人は本能的に骨髄や脳を好む 1920年代に行われた食に関する実験 | ニートは正社員より強し

ニートは正社員より強し

拙者、無職侍。自分に嘘ついて労働する者を成敗いたす!
法律を守らないブラック企業と戦うブログ 絶対にブラック企業を許さない!

1920年代、ある小児科医が少し変わった「孤児院」を経営していた。その目的はただ一つ、詳細かつ長期間に渡り、赤ちゃんに食べたいものを好きなだけ食べてもらうという奇妙な実験だ。

 その結果、最も好まれる食材は動物の骨髄や脳であり、野菜は不人気であることがわかった。また、好き嫌いをしていても皆健康に成長したこともわかった。


米イリノイ州シカゴで、カナダ人小児科医クララ・デイビスが運営していた孤児院は給食プログラム実験も兼ねられていた。

 今日でも議論の対象となる実験だが、当時貧しかった夫婦や未亡人は子供に十分食事を与えることができず、愛する子供にどうにか食事を与えようと、この施設に子供を預けたのだ。このプログラムは、離乳直後で、それまで食事をしたことのない赤ちゃんのみを対象としていた。子供たち施設内で厳格に管理されており、きちんと面倒をみてもらえた。
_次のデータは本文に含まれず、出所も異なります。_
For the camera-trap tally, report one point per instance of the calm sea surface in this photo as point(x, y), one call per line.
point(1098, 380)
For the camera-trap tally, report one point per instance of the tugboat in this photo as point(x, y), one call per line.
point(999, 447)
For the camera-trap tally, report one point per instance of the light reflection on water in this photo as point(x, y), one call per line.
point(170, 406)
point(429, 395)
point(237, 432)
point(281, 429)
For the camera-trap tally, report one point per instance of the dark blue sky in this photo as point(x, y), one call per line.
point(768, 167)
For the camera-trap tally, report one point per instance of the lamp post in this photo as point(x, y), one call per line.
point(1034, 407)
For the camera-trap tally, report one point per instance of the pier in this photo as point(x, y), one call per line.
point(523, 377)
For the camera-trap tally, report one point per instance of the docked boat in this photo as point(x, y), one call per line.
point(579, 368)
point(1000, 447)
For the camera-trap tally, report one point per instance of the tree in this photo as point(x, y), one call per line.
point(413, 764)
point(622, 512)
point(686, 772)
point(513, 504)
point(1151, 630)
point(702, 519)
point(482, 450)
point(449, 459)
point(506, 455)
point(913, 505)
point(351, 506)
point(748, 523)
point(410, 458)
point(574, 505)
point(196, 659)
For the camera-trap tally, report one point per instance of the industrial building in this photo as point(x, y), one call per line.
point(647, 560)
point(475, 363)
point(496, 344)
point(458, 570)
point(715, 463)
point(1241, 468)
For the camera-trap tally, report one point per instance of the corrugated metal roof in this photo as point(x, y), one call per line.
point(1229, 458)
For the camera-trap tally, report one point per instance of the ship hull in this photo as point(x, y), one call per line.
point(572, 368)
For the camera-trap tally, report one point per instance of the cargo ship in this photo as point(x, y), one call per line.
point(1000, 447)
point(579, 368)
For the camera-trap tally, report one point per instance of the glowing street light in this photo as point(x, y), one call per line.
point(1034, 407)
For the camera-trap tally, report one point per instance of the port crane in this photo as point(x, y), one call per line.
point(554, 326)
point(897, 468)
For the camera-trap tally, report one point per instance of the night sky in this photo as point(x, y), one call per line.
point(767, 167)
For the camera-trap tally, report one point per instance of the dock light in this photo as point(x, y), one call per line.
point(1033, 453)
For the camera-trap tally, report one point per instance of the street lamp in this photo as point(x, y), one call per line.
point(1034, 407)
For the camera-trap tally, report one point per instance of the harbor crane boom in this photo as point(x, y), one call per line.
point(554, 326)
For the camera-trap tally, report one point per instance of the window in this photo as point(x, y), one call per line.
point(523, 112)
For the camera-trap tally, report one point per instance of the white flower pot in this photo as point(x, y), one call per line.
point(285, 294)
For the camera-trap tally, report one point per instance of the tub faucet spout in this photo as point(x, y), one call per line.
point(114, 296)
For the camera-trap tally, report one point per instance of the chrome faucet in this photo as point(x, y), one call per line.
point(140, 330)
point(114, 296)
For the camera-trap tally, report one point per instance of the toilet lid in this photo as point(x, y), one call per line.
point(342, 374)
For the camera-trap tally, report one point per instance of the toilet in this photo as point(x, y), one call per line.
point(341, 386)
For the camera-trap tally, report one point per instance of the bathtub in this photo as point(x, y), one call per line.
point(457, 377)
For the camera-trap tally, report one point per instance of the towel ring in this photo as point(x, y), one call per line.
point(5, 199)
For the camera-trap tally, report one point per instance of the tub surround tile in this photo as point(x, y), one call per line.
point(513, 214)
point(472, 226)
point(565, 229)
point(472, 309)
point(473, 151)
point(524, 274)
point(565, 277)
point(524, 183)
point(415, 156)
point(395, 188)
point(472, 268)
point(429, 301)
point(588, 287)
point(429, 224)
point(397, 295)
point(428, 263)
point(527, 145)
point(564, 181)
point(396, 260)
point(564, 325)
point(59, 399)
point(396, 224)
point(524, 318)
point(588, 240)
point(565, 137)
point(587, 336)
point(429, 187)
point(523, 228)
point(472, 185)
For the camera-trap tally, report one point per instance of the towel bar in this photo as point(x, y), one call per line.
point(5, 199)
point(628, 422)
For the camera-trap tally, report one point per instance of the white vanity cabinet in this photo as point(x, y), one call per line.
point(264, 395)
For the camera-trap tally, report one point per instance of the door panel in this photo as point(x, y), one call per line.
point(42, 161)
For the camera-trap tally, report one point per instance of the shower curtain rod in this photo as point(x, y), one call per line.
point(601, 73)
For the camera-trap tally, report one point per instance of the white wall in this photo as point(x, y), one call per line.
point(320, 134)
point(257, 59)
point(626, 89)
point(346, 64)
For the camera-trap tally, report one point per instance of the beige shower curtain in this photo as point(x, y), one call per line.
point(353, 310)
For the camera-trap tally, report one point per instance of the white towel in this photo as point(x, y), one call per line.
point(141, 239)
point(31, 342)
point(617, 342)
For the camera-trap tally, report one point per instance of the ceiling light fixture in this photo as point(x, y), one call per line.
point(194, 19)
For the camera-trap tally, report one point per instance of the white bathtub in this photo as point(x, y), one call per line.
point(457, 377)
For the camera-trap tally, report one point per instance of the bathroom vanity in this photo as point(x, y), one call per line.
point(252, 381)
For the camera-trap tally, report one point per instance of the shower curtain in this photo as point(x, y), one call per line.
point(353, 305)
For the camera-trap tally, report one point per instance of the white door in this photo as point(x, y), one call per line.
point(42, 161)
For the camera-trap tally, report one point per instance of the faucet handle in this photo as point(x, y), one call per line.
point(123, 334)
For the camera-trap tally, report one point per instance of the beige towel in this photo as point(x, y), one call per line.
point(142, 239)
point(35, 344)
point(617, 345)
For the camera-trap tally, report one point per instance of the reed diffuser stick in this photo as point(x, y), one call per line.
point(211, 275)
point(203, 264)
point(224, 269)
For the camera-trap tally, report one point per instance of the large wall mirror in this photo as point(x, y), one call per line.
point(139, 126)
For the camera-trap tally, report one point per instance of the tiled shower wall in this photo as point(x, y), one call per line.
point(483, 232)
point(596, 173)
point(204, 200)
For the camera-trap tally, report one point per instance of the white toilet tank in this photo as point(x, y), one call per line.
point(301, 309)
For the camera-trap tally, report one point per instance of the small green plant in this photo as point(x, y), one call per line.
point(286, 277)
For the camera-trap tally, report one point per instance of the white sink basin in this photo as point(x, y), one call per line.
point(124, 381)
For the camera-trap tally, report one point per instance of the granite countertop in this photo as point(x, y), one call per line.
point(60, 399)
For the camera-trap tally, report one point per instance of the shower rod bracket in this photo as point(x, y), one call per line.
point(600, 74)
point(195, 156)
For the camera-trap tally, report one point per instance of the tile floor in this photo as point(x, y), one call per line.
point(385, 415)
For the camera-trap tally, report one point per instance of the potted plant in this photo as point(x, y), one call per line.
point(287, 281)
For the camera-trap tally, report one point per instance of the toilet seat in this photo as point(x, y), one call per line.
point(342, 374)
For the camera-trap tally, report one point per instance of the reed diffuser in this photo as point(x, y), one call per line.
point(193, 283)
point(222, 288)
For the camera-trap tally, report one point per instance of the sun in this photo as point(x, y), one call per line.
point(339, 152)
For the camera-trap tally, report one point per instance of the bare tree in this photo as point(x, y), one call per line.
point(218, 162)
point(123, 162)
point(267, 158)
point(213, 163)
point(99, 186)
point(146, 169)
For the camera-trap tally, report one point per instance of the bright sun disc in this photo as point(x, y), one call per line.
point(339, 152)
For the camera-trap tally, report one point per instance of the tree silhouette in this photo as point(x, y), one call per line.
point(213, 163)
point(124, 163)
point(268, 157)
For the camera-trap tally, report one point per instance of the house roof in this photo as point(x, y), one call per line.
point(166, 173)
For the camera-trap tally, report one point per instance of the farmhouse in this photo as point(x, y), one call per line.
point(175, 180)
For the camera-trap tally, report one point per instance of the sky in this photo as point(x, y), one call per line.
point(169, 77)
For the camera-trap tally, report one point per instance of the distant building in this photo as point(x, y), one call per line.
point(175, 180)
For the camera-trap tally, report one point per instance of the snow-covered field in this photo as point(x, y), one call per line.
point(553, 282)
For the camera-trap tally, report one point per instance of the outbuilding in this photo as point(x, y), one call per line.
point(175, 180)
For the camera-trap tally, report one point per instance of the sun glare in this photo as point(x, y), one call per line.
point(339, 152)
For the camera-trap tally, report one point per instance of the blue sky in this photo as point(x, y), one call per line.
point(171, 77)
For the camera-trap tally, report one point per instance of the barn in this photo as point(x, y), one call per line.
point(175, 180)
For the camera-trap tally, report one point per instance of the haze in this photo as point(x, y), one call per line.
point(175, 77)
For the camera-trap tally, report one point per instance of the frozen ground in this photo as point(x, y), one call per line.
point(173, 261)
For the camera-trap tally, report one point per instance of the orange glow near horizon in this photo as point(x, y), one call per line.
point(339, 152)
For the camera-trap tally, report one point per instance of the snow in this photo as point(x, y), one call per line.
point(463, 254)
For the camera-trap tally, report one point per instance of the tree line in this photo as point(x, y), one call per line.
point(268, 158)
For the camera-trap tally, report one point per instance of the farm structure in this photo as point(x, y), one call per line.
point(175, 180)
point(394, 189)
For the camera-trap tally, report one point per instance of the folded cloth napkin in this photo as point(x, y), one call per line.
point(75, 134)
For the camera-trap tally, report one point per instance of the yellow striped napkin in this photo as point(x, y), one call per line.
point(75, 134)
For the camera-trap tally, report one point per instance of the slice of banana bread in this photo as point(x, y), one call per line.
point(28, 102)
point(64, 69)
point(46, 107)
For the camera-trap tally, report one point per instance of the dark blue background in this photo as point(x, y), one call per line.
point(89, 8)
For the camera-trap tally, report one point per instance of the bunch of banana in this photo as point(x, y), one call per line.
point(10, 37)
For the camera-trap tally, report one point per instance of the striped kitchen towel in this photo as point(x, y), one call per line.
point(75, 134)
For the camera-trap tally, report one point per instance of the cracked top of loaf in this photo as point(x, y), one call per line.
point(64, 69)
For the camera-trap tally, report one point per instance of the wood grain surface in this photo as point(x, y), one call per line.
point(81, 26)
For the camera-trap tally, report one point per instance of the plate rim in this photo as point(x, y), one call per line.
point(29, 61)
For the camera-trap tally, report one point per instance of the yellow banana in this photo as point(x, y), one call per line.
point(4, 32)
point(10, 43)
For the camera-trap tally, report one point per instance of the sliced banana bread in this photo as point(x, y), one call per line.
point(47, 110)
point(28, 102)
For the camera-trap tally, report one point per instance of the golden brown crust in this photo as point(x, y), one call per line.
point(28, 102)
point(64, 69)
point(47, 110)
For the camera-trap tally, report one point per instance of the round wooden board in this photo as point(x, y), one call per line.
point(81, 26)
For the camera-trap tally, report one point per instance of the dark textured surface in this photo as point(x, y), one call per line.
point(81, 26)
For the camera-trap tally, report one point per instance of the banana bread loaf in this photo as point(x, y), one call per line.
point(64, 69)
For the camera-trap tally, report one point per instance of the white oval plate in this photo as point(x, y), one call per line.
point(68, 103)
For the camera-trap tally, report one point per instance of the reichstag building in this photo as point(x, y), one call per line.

唯一変わっていたのが食事である。


食事の時間になると、子供たちは椅子に座った保育士が待つ部屋に連れて行かれた。子供たちには34品の食事が供された。食事は各々皿に盛り付けられ、1対の牛乳といくつかのスプーンも用意される。子供たちは幼すぎて何も分かっておらず、どれが食べられるのか理解する前に、スプーンや皿を齧ることもあった。

 食事は水、新鮮なミルク、酸乳、オレンジジュース、野菜はビート、エンドウマメ、人参、ほうれん草など、炭水化物は大麦粉、コーンミール、ライ麦パン、たんぱく源として内臓肉、鶏肉、牛肉、骨髄、脳、魚などが与えられた。子供たちは食べたいものを好きに選んで食べることができる。子供たちが食べたものや残したもの、こぼしたものが保育士によって記録された。

一番人気のあった食材は動物の骨髄と脳

 この実験には15人の子供が参加していた。その結果子供たちに一番人気があったのは、骨髄で、脳もかなり人気があったという。だが、野菜やパイナップルは不人気だった。好き嫌いの自由が効くため、栄養に偏りがあるかと思われたが、子供たちは実験中、健康に成長したという。

 当時、”理想の子育て”という凝り固まった観念があり、様々な医師たちが献立に関する本を執筆していた。レシピには1オンス(約30g)の4分の1まで記載されており、穀物や野菜が中心だった。

 だが、当時センセーショナルだったデイビスの研究により、本能的に求める食材さえ与えれば、子供はそれぞれの好みに従っていても、きちんと成長することを証明してしまったのだ。

 そして特に人が栄養源として本能的に求めるものは、動物の骨髄や脳であるということをも証明してしまったことにもなる。


彼女の実験は未だに専門書および一般書において議論されている。収集された実験データの量にはばらつきがあり、また当時栄養について理解がほとんど進んでいなかった(ビタミンの幾つかは発見すらされていなかった)という問題もある。だが現在は人権の問題もあり、人間の赤ちゃんを対象とした同様の実験をすることは不可能だ。

 それでも、本能的に求める食材を好きなだけ食べることで子供が健やかに成長しており、かつ食べすぎることもないことを、デイビスの実験は確かに実証しているのだ。